Social Signals in the Wild

Nonverbal communication is essential for seamless human robot interaction (HRI). Emotional expressions in particular have been highly studied in Human Robot Interaction (HRI), and emotion taxonomies from the psychology domain are typically used to represent the nonverbal affective cues expressed by a human [1].

Humans express their emotions through a variety of social signals. For example, anger can be expressed through a scowl, narrowed eyes, a long stare, or many other expressions. This complexity is problematic when attempting to recognize a human’s expression in a human-robot interaction: categorical emotion models used in HRI typically use only a few prototypical classes, and do not cover the wide array of expressions in the wild.

In this project, we use a data-driven method towards increasing the number of known emotion classes present in human-robot interactions, to 28 classes or more.

We also showcase our initial results using a large in-the-wild HRI dataset (UE-HRI) [2], with 61 clips randomly sampled from the dataset, labeled with 28 different emojis. In particular, our results showed that the "skeptical" emoji was a common expression in our dataset, which is not often considered in typical emotion taxonomies.

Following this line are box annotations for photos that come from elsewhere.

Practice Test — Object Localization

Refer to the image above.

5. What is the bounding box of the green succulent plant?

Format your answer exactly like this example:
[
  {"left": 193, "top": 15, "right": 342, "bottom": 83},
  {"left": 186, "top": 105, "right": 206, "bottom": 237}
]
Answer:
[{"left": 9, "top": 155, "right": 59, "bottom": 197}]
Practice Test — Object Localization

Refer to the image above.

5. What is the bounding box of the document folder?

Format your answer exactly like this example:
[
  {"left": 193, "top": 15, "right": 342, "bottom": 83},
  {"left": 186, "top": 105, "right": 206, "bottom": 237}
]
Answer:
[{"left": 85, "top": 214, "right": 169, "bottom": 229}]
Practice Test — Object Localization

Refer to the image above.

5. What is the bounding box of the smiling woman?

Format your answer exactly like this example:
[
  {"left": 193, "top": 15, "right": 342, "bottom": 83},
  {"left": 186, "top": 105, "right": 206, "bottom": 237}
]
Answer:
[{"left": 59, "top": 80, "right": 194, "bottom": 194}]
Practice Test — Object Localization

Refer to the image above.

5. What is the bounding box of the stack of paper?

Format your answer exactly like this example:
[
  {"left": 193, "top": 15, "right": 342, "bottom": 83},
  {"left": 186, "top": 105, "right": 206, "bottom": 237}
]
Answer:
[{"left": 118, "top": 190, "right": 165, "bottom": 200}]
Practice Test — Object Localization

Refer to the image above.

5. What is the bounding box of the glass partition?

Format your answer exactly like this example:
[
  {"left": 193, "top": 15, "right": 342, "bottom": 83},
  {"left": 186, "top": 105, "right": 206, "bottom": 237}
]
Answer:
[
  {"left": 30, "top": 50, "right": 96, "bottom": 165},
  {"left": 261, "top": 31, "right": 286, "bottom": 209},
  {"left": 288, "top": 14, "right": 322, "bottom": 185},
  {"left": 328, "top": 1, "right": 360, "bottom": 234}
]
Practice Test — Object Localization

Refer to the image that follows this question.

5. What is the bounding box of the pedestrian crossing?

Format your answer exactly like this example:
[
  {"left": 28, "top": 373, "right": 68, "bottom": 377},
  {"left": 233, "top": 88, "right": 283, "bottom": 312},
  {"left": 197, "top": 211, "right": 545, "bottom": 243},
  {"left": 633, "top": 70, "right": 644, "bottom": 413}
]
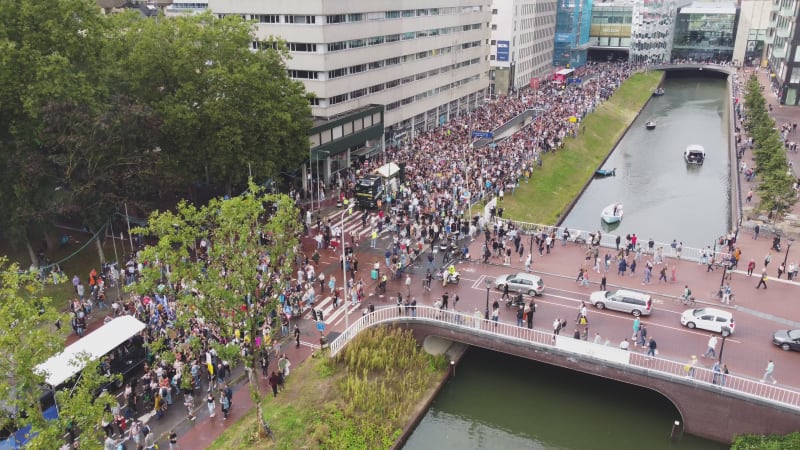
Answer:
[
  {"left": 311, "top": 211, "right": 391, "bottom": 248},
  {"left": 306, "top": 288, "right": 385, "bottom": 326}
]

This is the first step in developing a rich taxonomy of emotional expressions and social signals that can be used in the future as labels for training machine learning models, towards more accurate perception of humans by robots.

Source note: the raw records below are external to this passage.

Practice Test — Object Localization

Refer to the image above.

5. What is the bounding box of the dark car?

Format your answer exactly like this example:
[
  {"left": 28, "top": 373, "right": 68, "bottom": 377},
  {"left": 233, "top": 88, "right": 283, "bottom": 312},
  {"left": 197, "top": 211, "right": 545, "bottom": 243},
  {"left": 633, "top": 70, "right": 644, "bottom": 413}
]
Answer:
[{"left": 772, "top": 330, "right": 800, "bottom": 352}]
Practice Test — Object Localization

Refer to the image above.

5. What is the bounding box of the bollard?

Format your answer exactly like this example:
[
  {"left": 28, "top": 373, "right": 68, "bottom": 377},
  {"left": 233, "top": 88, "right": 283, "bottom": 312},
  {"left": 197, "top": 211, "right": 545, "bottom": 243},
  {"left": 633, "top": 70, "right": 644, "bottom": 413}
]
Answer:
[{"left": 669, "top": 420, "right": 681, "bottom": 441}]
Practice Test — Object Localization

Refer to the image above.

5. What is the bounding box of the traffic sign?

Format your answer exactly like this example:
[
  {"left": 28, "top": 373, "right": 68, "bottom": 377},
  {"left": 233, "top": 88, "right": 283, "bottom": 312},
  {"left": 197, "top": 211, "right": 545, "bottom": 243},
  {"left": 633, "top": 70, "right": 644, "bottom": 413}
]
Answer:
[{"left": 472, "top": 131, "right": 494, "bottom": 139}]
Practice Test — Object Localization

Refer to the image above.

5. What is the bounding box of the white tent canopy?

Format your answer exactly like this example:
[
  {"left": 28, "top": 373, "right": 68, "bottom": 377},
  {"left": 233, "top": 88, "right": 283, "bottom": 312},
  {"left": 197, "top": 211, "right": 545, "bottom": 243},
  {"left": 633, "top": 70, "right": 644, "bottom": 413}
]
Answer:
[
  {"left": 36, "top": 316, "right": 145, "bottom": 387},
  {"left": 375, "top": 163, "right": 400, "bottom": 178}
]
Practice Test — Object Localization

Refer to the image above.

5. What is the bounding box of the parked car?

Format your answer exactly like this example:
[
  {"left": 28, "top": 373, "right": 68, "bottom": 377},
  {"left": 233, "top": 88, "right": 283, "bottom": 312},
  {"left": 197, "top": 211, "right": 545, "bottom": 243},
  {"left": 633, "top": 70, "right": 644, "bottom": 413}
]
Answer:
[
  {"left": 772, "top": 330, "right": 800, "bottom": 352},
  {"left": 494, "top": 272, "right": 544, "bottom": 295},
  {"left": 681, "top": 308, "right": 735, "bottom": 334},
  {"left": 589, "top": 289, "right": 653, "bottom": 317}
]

[1] Admoni, Henny. "Nonverbal Communication for Human-Robot Interaction." ACM Transactions on Embedded Computing Systems.2014

[2] Ben-Youssef, Atef, et al. "UE-HRI: a new dataset for the study of user engagement in spontaneous human-robot interactions." Proceedings of the 19th ACM international conference on multimodal interaction. 2017.

[3] Saheb Jam, Ghazal, Jimin Rhim, and Angelica Lim. "Developing a Data-Driven Categorical Taxonomy of Emotional Expressions in Real World Human Robot Interactions." Companion of the 2021 ACM/IEEE International Conference on Human-Robot Interaction. 2021.